The winner is Yudishtira, a prince who is about to become a king. After the battle, he's overwhelmed by guilt. "This victory is a defeat," Yudishtira says. "[The] battlefield is covered by endless heaps of corpses."
He wants to retreat into the forest to live a life of penance. But, Brook says, "You have to live [up] to the responsibility of a person who's won, which is even greater than the responsibility of a person who has lost."
Battlefield looks at death and destiny, and the cyclical nature of war and peace. And it does so with just four actors, some different colored shawls, a few sticks and a drummer. "We're doing it with a tiny group who are collectively one storyteller," Brook says. "And that makes it possible to do what a storyteller can do, which is both open up an infinitely large cosmos ... and something about the human problems."
Drummer Toshi Tsuchitori tells the story as much as the actors do. He's been working with Brook for 40 years and was an integral part of the original Mahabharata, creating music for the production and leading a band of five.
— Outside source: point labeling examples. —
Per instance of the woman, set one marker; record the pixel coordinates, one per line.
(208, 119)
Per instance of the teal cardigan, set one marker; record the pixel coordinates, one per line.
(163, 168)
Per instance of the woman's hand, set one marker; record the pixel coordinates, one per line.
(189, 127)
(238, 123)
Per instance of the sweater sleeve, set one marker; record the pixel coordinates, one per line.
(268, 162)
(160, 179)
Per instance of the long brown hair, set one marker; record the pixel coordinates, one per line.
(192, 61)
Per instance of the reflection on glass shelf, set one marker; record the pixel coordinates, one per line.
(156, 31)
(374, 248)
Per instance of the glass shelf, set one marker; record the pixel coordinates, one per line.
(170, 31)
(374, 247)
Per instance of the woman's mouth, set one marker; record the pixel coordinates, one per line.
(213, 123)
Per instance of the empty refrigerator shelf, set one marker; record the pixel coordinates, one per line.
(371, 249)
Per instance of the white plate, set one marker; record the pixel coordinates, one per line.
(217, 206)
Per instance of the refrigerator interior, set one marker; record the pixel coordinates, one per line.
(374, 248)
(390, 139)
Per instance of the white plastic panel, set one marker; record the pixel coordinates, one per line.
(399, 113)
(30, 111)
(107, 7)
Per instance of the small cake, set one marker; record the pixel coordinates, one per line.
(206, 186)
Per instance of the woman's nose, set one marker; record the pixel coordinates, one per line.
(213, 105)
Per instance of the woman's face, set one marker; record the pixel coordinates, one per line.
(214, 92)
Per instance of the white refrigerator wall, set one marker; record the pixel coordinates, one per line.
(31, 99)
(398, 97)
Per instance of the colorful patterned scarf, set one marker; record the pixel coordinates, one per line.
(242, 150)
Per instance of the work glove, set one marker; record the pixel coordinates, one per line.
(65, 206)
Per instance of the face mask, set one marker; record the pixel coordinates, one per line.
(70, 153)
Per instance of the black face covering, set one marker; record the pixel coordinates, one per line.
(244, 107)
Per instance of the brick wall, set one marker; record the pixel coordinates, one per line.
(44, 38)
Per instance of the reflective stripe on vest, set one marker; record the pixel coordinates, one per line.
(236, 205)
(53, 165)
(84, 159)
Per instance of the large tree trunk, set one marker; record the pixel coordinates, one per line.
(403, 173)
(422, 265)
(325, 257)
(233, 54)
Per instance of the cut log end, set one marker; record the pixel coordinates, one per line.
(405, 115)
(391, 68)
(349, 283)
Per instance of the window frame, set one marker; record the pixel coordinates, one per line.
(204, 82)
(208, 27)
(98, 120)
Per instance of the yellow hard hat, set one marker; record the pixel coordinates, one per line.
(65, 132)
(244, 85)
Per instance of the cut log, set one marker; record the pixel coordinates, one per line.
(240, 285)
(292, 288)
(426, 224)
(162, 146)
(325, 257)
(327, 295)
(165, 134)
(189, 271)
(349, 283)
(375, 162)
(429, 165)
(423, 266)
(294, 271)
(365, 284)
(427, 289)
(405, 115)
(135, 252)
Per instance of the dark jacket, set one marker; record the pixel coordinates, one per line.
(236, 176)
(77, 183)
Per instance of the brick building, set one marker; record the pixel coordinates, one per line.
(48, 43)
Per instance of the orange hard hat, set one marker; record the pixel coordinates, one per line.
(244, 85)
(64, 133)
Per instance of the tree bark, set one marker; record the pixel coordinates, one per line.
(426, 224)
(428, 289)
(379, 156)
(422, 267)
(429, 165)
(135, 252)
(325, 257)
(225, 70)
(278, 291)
This time, it's just him playing an African drum. He sits at the side of the stage, punctuating the actors' observations on war with drum beats that can be ferocious; or underscoring a parable about destiny with delicacy. Tsuchitori says every performance of Battlefield is different: He improvises based on where the show plays (it has toured all over the world) and the feeling in the room.
Battlefield is only about an hour long, but Peter Brook says it's stuffed with parables from The Mahabharata; "the most extraordinary powerful, passionate and great ideas about truth, about life, about death," he says.
The director shares one of his favorite parables, about a man in a perilous situation: "Hanging over a chasm, upside down, with a snake waiting to catch him underneath and an elephant about to trample him on the side. And in all this, suddenly, the possibility of tasting for the last time a drop of honey. A drop of honey says something to all of us: that life is worth living, because life is there and it is beyond the horrors."
That's just the kind of story Brook has been telling audiences for more than 70 years.